Он потрогал тугой бицепс на правой руке Сергея и вздохнул. Когда же у него будут такие мускулы?
Да и вообще, старший брат у них деловой, серьёзный, таким можно только гордиться. Во время войны Сергей был бравым старшиной первой статьи на торпедном катере «Удалой», заслужил три боевых ордена и пять медалей, а сейчас он работает председателем правления колхоза.
Только брат почему-то редко вспоминает о своей матросской службе, а всё больше рассказывает Косте и Кольке о том, что у них в колхозе к Новому году будет пущена в ход электростанция, начнёт работать свой радиоузел, появятся три грузовые машины…
Спору нет - это, конечно, хорошо, но нельзя же забывать и про боевые дела на фронте!
Что до Кольки и Кости, то они могли часами рассказывать приятелям о наградах Сергея, о его матросской службе, о подвигах торпедного катера «Удалой» и просто о море. В их представлении оно было картинно-синим при солнце, фиолетовым - вечером, свинцовым - в бурю. Опасной, тяжёлой, но вечно солнечной, вольной казалась им жизнь на море.

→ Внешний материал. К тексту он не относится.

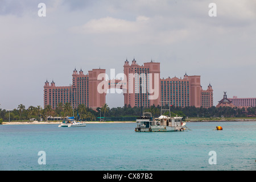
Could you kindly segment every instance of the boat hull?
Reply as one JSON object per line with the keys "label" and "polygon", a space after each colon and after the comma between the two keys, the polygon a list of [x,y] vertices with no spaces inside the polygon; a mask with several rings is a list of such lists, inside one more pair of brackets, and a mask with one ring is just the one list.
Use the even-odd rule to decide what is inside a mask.
{"label": "boat hull", "polygon": [[86,123],[77,123],[75,124],[60,124],[59,127],[85,127],[86,126]]}
{"label": "boat hull", "polygon": [[183,131],[184,128],[183,127],[172,127],[168,126],[152,126],[151,131],[152,132],[160,131]]}

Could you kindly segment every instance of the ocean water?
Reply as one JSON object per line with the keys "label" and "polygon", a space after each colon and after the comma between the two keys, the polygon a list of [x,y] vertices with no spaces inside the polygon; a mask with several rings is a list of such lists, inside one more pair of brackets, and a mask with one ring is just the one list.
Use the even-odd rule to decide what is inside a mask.
{"label": "ocean water", "polygon": [[0,170],[256,169],[256,122],[189,122],[192,130],[168,133],[136,133],[135,125],[0,125]]}

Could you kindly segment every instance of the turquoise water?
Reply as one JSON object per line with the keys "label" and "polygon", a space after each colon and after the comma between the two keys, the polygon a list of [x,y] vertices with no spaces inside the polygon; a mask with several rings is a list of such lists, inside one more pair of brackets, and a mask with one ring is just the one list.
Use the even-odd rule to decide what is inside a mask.
{"label": "turquoise water", "polygon": [[[135,133],[135,123],[0,125],[0,170],[256,169],[256,122],[187,126],[192,130]],[[216,164],[209,163],[211,151]]]}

Не желая, чтобы матросская слава брата так скоро забылась, Костя с Колькой поддерживали её, как могли, - старую бревенчатую избу с резными наличниками на окнах называли «катер» и по всякому поводу старались объясняться на морском языке: по утрам не будили друг друга, а «свистали побудку»; пол не мыли, а «драили палубу»…
Умывшись, Сергей с братьями сел обедать. Он достал книжку, положил её на край стола и зачитался. Щи он ел, не глядя в тарелку.
Колька решил созорничать - отодвинул тарелку в сторону, и Сергей, точно слепой, долго шарил ложкой по столу. Братишка прыснул в кулак.
- Не балуйся, Микола! - погрозил ему пальцем Сергей, обнаружив проделку.
Обедать Кольке стало скучно. Он наспех поел щей и покосился на дверь. Но Костя сегодня был на удивление хлебосолен - то и дело подкладывал Кольке хлеб, подливал густых дымящихся щей.
- Кушай, Микола, поправляйся! Смотри, щи-то какие - в звёздочках, с мясом…
- Серёжа, - не выдержал Колька, - чего он меня, как гуся на убой, откармливает! Это он нарочно… я знаю. Из-за проса всё!
Но Костя и глазом не повёл, а только деловито заметил Сергею, что Кольке надо поправляться.
Сергей на минуту вскинул голову:
- Правда, Микола, отощал ты у нас за лето. Ешь больше! - и опять опустил глаза в книжку.
А обеду, казалось, не будет конца. После щей Костя подал картошку с грибами, потом молоко.
Когда наконец отяжёлевший Колька выбрался из-за стола, его потянуло подремать. Но он стойко преодолел этот соблазн и, тяжело передвигая ноги, вышел из избы.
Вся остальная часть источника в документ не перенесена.